This is a long review - and it has to be. I can only imagine how much longer it would be if I went through every page of this work of propaganda, exposing its distortions and lies.

The Misuse of History
Calling October 7th - a day when Hamas terrorists murdered over 1,000 innocent civilians, burned families alive, and committed mass rape - “Nakba II” is obscene. It takes a term that originally described Arab military defeat and twists it to frame the butchering of Jewish families as some kind of liberation.

It’s also historically illiterate. The origins of the term "Nakba" wasn’t about Palestinian suffering - it was coined by a Syrian, Constantin Zureiq’s to describe the humiliation of Arab armies losing to c.600,000 Jews. Drury either doesn’t know this basic fact or deliberately ignores it to construct his propaganda narrative. ‘Nakba’ meant a humiliating catastrophe: five Arab nations, a catchment of 40 million people, tried to destroy c.600,000 Jews (including Holocaust survivors) - and failed. Hitler even met the Grand Mufti of Jerusalem in Berlin in 1941 to plan spreading the Holocaust to the Middle East; the transcripts are public.

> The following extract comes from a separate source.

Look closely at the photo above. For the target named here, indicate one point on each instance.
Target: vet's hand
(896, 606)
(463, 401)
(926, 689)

The title reveals the author’s true agenda: to reframe the worst massacre of Jews since the Holocaust as a justified “catastrophe” for their oppressors. That’s not anti-colonialism - that’s genocidal thinking dressed up in academic language.

The Propaganda Blueprint
I’m absolutely justified in comparing this book to Mein Kampf. As that is how I felt as I was swimming through the twisted historical truth. This book uses the same fundamental techniques as Hitler did, I urge anyone to dispute this otherwise:

• Systematic historical distortion to demonise Jews
• Cherry-picked quotes taken out of context to build a false narrative
• Appropriation of legitimate grievances (Irish anti-colonialism) to launder antisemitism
• Open admission of predetermined bias while presenting it as scholarly analysis
• Dehumanising language that portrays Jews as inherently aggressive colonisers
• The “big lie” technique - repeating demonstrably false claims like Palestinians coining “Nakba”

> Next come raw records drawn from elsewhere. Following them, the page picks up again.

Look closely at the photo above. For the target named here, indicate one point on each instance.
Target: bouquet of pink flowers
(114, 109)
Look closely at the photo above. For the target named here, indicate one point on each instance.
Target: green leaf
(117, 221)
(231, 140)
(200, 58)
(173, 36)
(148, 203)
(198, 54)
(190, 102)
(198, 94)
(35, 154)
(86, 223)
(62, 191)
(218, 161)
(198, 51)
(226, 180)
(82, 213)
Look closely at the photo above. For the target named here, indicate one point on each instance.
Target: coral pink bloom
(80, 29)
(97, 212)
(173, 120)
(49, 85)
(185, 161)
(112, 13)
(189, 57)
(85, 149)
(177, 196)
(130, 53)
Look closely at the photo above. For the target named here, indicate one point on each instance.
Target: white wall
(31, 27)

Moral Laundering and Hypocrisy
The fact that Drury dedicates it to his mother’s Catholic concern for European Jews, then proceeds to demonise the Jewish state, makes it even more insidious, moral laundering at its worst. This is Irish Nazi propaganda: weaponising Irish identity and anti-colonial sentiment to justify Islamist terrorism and calls for Jewish extermination - a betrayal of everything genuine Irish resistance stood for.

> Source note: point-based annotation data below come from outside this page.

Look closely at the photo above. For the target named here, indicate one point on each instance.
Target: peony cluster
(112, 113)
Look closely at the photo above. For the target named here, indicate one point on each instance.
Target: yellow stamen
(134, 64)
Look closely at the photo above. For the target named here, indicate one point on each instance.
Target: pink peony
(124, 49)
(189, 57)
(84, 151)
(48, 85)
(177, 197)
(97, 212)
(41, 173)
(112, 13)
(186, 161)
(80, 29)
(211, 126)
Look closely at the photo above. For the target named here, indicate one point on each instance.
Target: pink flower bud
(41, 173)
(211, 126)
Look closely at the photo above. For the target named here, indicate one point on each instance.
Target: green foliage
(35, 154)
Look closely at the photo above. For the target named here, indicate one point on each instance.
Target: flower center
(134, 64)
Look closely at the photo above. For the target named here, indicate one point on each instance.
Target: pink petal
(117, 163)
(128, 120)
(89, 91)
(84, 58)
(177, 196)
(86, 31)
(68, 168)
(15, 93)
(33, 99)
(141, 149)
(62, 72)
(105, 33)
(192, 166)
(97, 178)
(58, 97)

Drury has spoken elsewhere about visiting Darfur in 1985, yet he misses the bigger lesson: Sudan had imposed Sharia law just two years earlier, and Darfur is now in an even worse humanitarian crisis, 40 odd years on.

This kind of material, regardless of the author’s nationality or claimed motivation, follows exactly the same playbook of systematic dehumanisation and historical distortion that we’ve seen in history’s darkest chapters.

The most hypocritical part? The author was chairman of Paddy Power Betfair for six years - profiting off gambling addiction and human weakness. Where was his moral compass then? Now he’s trying to rehabilitate himself by siding with Islamic extremists who openly call for Jewish genocide. This isn’t moral awakening - it’s moral cowardice. Drury should understand better than anyone what the original Nakba actually was: a catastrophic bet by the Arab Nations in 1948 that they lost. His attempt to rewrite this as a justification for October 7th is shocking.

Pre-emptive Excuses
At the banking inquiry in 2015, Drury complained that people came with predetermined conclusions about Anglo Irish Bank regardless of evidence. He experienced prejudgment firsthand and hated it. Yet this entire book is built on his admitted ‘suspicion of Israel’ - he’s doing to the Jews exactly what he criticised others for doing to him. The ‘Note to Readers’ functions like a ‘I’m not racist, but…’ disclaimer, attempting to morally pre-empt criticism while presenting the same biased, inflammatory ideas that follow in the text.

Another unusual aspect of Drury’s book is its structure. Immediately after the inside title page, before the ISBN, contents, quotes, or dedication, there is a section titled “Praise for Catastrophe” followed by a “Note to Readers” before the prologue. This is highly atypical for serious history or political analysis. Normally, praise appears on the back cover or in a brief “Praise for…” section, and any note to readers or preface comes after the contents, providing context or methodology rather than editorialising. Front-loading self-praise and a defensive note gives the impression that the author is attempting to shape the reader’s mindset before presenting any evidence, which immediately raises questions about objectivity and scholarly integrity.

In fact, Drury's “Note to Readers” is a weak excuse for a preemptive shield: he tries to absolve himself of responsibility for factual rigour, methodological consistency, and ethical accuracy. By claiming the book isn’t “serious history or political analysis,” he’s essentially telling readers: “Don’t hold me to standards of evidence, verification, or balanced assessment; I’m writing ‘in the moment’ and from a pro-Palestine perspective.”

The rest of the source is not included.